The player comes with few accessories. There's neither a carrying strap for the case, nor a cable for line-in recording. Even the unit's included USB cable is unusually short, making it tricky to set the player on a desk while transferring files. Considering that the Juke Jam's price tag hovers around $300, we expected its box to come packed with accoutrements; a car kit would have been a welcome addition, considering that the player's size renders it more suitable for in-car use. Aside from MP3, WMA, and WAV playback, the Polaroid Juke Jam's well-rounded feature list offers several recording options. The player's line-in recording feature delivers high-quality results, encoding music from any external music source to MP3 at up to 128Kbps (other players can record at higher bit rates). Unfortunately, the quality drops significantly for FM-radio and voice-memo recording. The unit's internal mike creates quiet and muffled recordings (it can miss sounds just a few feet away). Even more troubling: Both functions suffer from serious noise interference if the backlight comes on during recording.
Although the Juke Jam includes an FM radio, its reception is noticeably weaker than that of other units we've tested. In our tests, even nearby stations suffered from significant static. On the flip side, finding stations with the unit's autosearch feature is quick and painless, and the player can save up to 10 station presets.
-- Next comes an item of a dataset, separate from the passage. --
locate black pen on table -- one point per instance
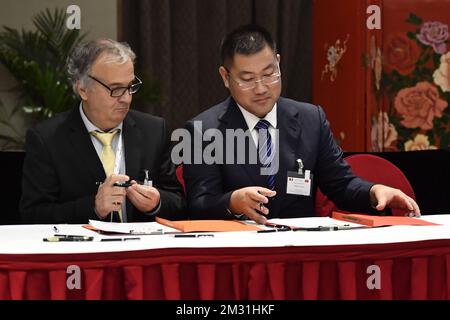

The player's music-transferring functionality is a mixed bag. You can transfer music via the classic drag-and-drop method, but if you want to integrate it into the Juke Jam's database system (which is required for ID3 tag support and searching), you must load tunes with the included AudioPhile application. The software is fairly straightforward, offering simple ID3 tag editing, playlist creation, and file management. Unfortunately, the software doesn't do directories; instead, it copies every file into a single folder, which you can sort by artist, album, or song. Another significant glitch: The software relabels certain improperly tagged files as unknown and deletes ID3 information and the original filenames as the file transfers to the player. Even worse, AudioPhile doesn't play the songs, so it's impossible to identify the unknown files for retagging.
Given its linear file storage, we're thankful that the Juke Jam offers an excellent on-the-fly playlist tool. Creating new playlists or editing existing ones is surprisingly simple, thanks to the player's onscreen keyboard and sophisticated sorting tools. Other notable features include a sleep timer, five preset EQ settings, several playback modes, and support for seven languages (English, German, Spanish, French, Chinese, Japanese, and Korean).
The Juke Jam needs a software driver to connect to a PC, so you can't use it to transport files between computers unless they all have the driver installed. With a 90dB signal-to-noise ratio, the Polaroid Juke Jam offers solid audio quality, with plenty of rich bass and clear detail. A 16MB antishock buffer helps keep the player from skipping, and we didn't experience any interruptions during testing. As with most players, the included earbud headphones couldn't do justice to the Juke Jam's sonic quality.
Considering the player's bulk, we were highly disappointed with its dismal battery life; usually, larger players have larger batteries that translate to longer play time. In our testing, the fully charged unit could barely last 5 hours. That's surprising--many hard drive players with significantly smaller batteries can keep playing well past 10 hours.
We were slightly appeased by the Polaroid's decent results in our transfer test. While the player didn't provide the fastest speed we've seen, it moved songs at an acceptable 2.5MB per second over its USB 2.0 connection.